# Lectures 11 & 12: Regression

These lectures explored both the practice of and theory behind applied regression analysis. As stated by Cook & Weisberg, regression analysis aims “to understand, as far as possible with the available data, how the conditional distribution of the response varies across subpopulations determined by the possible values of the predictor(s).” This includes everything from simple descriptive statistics discussed in our earlier lectures to more sophisticated statistical models for situations in which we have a small number of observations relative to the number of subpopulations. As Berk explains in his constructive critique, the aim of such analyses may vary from providing a compact description of the data, to predicting future outcomes, to explaining associations between outcomes and predictors.

We discussed two case studies: Predicting consumer behavior with Web search and A Large-Scale Study of Browsing Behavior. The first explored the relative value of various data sources for predicting the performance of movies, music, and video games, using simple auto-regressive models to generate future sales predictions from current and past performance. The second study investigated variation in how different demographic groups use the Web, making use of linear models to smooth descriptive statistics over subpopulations and control for covariation between predictors (e.g., education and race).

In the following lecture we reviewed the formalism behind ordinary least squares regression, phrased as maximum likelihood inference under the assumption of additive Gaussian noise. We then derived the closed-form solution to the normal equations for small-scale problems and discussed alternative optimization methods, namely gradient descent and stochastic gradient descent, for larger-scale settings.

Ordinary least squares regression is, in principle, easily solved by inverting the normal equations:
$$\hat{w} = (X^T X)^{-1} X^T y.$$
In practice, however, it often computationally expensive to do necessary the matrix inversion for models with many features, even with specialized numerical methods.

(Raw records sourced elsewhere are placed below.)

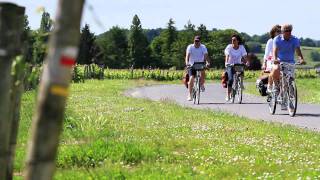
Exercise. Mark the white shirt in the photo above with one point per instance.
(268, 54)
(235, 55)
(196, 54)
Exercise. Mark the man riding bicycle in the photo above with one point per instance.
(235, 53)
(196, 52)
(284, 47)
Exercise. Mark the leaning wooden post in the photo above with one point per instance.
(9, 46)
(48, 120)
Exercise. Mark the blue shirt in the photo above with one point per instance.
(286, 48)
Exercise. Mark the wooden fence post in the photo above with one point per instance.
(10, 34)
(48, 120)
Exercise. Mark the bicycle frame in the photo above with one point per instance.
(288, 92)
(198, 67)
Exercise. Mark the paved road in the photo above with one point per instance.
(254, 107)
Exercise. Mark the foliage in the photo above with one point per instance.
(86, 47)
(41, 39)
(254, 62)
(315, 55)
(139, 54)
(219, 41)
(114, 46)
(254, 47)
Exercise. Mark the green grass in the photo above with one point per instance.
(308, 90)
(110, 136)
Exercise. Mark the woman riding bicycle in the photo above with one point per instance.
(196, 52)
(235, 53)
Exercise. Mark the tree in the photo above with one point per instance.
(189, 26)
(114, 45)
(138, 45)
(254, 47)
(46, 23)
(315, 55)
(28, 40)
(203, 32)
(41, 38)
(86, 47)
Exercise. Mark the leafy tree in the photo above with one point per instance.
(189, 26)
(46, 23)
(254, 62)
(138, 45)
(86, 46)
(216, 47)
(203, 32)
(28, 41)
(315, 55)
(41, 38)
(254, 47)
(114, 46)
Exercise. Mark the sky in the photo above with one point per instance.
(249, 16)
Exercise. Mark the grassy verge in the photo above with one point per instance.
(107, 135)
(308, 90)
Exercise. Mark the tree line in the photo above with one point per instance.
(144, 48)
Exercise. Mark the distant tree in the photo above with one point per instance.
(216, 47)
(114, 46)
(28, 41)
(41, 38)
(307, 42)
(254, 62)
(254, 47)
(264, 38)
(46, 23)
(138, 45)
(203, 32)
(86, 47)
(315, 55)
(189, 26)
(152, 33)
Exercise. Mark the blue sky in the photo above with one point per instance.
(250, 16)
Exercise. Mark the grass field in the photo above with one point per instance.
(110, 136)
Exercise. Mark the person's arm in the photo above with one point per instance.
(187, 56)
(275, 55)
(299, 53)
(267, 52)
(206, 57)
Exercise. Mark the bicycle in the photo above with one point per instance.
(286, 92)
(237, 86)
(198, 67)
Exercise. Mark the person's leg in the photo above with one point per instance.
(202, 80)
(191, 82)
(274, 76)
(230, 81)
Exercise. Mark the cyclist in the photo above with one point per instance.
(235, 54)
(196, 52)
(284, 47)
(267, 58)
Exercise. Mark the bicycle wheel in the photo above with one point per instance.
(234, 88)
(292, 99)
(239, 92)
(196, 89)
(198, 92)
(272, 101)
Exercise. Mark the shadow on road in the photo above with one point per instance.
(308, 115)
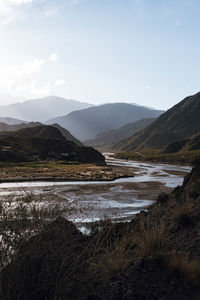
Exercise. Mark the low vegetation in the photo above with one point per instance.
(56, 170)
(183, 157)
(155, 256)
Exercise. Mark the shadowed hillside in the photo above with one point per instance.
(178, 123)
(44, 142)
(108, 139)
(87, 123)
(41, 109)
(155, 256)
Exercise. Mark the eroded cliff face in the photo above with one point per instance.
(155, 256)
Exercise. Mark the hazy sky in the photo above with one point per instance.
(142, 51)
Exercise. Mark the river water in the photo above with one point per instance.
(120, 199)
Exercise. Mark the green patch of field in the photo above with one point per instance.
(58, 170)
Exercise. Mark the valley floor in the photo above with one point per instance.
(182, 157)
(59, 171)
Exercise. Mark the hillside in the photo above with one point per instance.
(44, 142)
(11, 121)
(108, 139)
(178, 123)
(41, 109)
(87, 123)
(8, 128)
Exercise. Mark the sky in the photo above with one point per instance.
(98, 51)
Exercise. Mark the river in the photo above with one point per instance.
(120, 199)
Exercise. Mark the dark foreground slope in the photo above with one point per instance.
(87, 123)
(44, 142)
(109, 139)
(178, 123)
(156, 256)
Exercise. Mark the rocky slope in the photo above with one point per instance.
(178, 123)
(156, 256)
(109, 139)
(44, 142)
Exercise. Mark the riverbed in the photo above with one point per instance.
(120, 199)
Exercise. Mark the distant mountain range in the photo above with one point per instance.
(177, 128)
(66, 134)
(87, 123)
(44, 142)
(41, 109)
(11, 121)
(108, 139)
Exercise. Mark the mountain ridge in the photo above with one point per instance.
(87, 123)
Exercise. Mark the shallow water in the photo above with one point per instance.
(120, 199)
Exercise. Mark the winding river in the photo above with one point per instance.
(120, 199)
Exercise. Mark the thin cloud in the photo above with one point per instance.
(53, 57)
(20, 78)
(8, 9)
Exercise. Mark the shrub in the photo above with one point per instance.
(183, 216)
(151, 240)
(162, 198)
(188, 269)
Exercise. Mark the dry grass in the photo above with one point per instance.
(151, 239)
(183, 215)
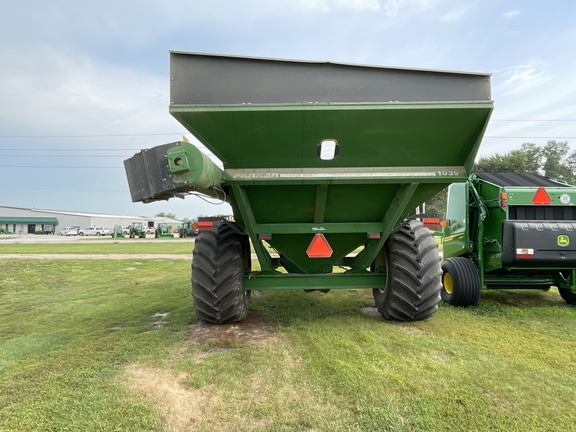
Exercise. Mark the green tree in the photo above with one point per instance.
(554, 160)
(558, 160)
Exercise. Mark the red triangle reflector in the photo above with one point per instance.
(541, 197)
(319, 247)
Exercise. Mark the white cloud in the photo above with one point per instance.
(519, 78)
(80, 96)
(510, 14)
(328, 5)
(454, 16)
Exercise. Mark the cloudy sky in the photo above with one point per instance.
(84, 85)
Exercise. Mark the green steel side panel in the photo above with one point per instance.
(457, 230)
(383, 135)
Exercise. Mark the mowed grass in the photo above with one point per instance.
(112, 345)
(177, 246)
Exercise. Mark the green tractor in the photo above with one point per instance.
(188, 229)
(137, 230)
(509, 231)
(321, 163)
(163, 231)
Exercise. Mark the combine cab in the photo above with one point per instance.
(322, 163)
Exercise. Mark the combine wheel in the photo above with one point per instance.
(461, 283)
(568, 295)
(413, 271)
(218, 262)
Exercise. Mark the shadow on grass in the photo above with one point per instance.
(288, 307)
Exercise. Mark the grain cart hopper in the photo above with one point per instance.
(322, 162)
(509, 231)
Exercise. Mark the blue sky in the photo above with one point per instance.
(84, 85)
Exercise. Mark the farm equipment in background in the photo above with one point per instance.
(187, 230)
(509, 231)
(118, 232)
(163, 231)
(320, 160)
(137, 230)
(46, 230)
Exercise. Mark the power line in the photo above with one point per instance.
(59, 167)
(90, 136)
(65, 156)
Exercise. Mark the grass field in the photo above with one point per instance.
(117, 247)
(114, 345)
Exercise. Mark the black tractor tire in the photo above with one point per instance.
(218, 262)
(569, 296)
(413, 272)
(460, 282)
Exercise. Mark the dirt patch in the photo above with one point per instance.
(252, 330)
(181, 407)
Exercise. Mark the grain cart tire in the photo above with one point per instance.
(413, 272)
(569, 296)
(218, 263)
(460, 282)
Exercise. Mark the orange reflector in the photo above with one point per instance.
(319, 247)
(541, 197)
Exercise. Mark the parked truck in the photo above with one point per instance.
(322, 162)
(509, 231)
(188, 229)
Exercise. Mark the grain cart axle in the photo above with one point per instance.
(322, 163)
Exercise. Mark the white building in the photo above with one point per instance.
(28, 220)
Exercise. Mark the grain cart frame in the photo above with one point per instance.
(509, 231)
(321, 160)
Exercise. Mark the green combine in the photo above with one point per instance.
(323, 163)
(509, 231)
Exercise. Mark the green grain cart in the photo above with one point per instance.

Gradient descent offers an alternative solution to the normal equations, replacing potentially expensive matrix inversion with an iterative method where we update parameters by moving in the direction of steepest increase of the likelihood landscape:
$$\hat{w} \leftarrow \hat{w} + \eta X^T (y – X\hat{w}),$$
where eta is a tunable step size. Choosing eta too small leads to slow convergence, whereas too large a step size may result in undesirable oscillations about local optima. Intuitively, gradient descent updates each component of the weight vector by a sum of the corresponding feature values over all examples, where examples are weighted by the error between actual and predicted labels. Stochastic gradient descent provides an even more scalable alternative where an approximation to the gradient from a subsample of the data is used in place of the entire dataset.

See Chapter 3 of Bishop and Chapter 3 of Hastie for reference.

# Lecture 13: Classification

In this lecture we discussed classification methods for predicting discrete-valued targets (e.g., spam classification or gender identification). We noted several potential issues in directly applying linear regression to classification problems and explored naive Bayes and logistic regression as alternatives.

We first reviewed Bayes’ rule for inverting conditional probabilities via a simple, but perhaps counterintuitive, medical diagnosis example and then adapted this to an (extremely naive) one-feature classifier. We improved upon this by considering naive Bayes—a simple linear method for classification in which we model each feature independently. While the independence assumption is almost definitely incorrect, naive Bayes turns out to work well in practice. In addition, naive Bayes is simple to train and predict with at scale. Unfortunately, however, it does fail to account for correlations amongst features.

Logistic regression addresses this issue by modeling the class-conditional probabilities directly, using a logistic function to transform predictions from a linear model to lie in the unit interval: $$p(y=1|x, w) = {1 \over 1 + e^{-w \cdot x}}$$ While maximum likelihood inference for logistic regression does not permit a closed-form solution, gradient descent results in the following update equations, similar to linear regression: $$\hat{w} \leftarrow \hat{w} + \eta X^T (y – p).$$ In smaller-scale settings one can improve on these updates by using second-order methods such as Newton-Raphson that leverage the local curvature of the likelihood landscape to determine the step size at each iteration. As with regression, some form of regularization is often useful for balancing the fit to training data with generalization error when one has a relatively large number of features.

References include Chapter 4 of Bishop, Chapter 4 of Hastie, Chapter 6 of Segaran, Horvitz, et. al., 1998, Lewis, 1998, Graham, 2002, and Metsis, et. al., 2006.